AAAI Conference 2026 Conference Paper
Exploiting All Mamba Fusion for Efficient RGB-D Tracking
- Ge Ying
- Dawei Zhang
- Chengzhuan Yang
- Wei Liu
- Sang-Woon Jeon
- Hua Wang
- Changqin Huang
- Zhonglong Zheng
Despite the progress made through deep learning, existing Visual Object Tracking (VOT) frameworks struggle with real-world challenges. Recent approaches incorporate additional modalities like Depth, Thermal Infrared, and Language to enhance the robustness of VOT, particularly with the improvement of the depth sensor precision, facilitating RGB-D tracking. However, current RGB-D trackers often copy RGB tracking paradigms, leading to inefficiency due to two-stream architectures that fail to exploit heterogeneous features, and reliance on simplistic or large-parameter fusion methods. To address these challenges, we propose AMTrack, a one-stream RGB-D tracker leveraging Mamba's linear complexity for simultaneous feature extraction and two-stage cross-modal feature fusion.

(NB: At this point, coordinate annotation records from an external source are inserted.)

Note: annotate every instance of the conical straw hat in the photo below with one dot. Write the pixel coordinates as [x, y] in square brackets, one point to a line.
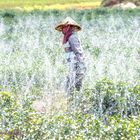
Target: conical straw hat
[68, 21]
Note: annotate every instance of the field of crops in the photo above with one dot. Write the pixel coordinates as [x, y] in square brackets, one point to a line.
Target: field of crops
[33, 103]
[29, 5]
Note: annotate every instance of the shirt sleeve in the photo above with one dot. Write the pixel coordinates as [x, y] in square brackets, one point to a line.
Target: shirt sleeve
[76, 47]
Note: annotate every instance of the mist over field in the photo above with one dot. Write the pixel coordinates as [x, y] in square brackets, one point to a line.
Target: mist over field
[33, 74]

Our innovation also includes a low-parameter Multimodal Mix Mamba (3M) module, which optimizes deep feature fusion and reduces computational overhead. The advantage of the 3M module stems from our Multimodal State Space Model (MSSM), a multimodal feature interaction component reconstructed based on SSM. Experiments across multiple RGB-D tracking datasets indicate that AMTrack achieves superior performance with lower parameters and memory demands compared to state-of-the-arts.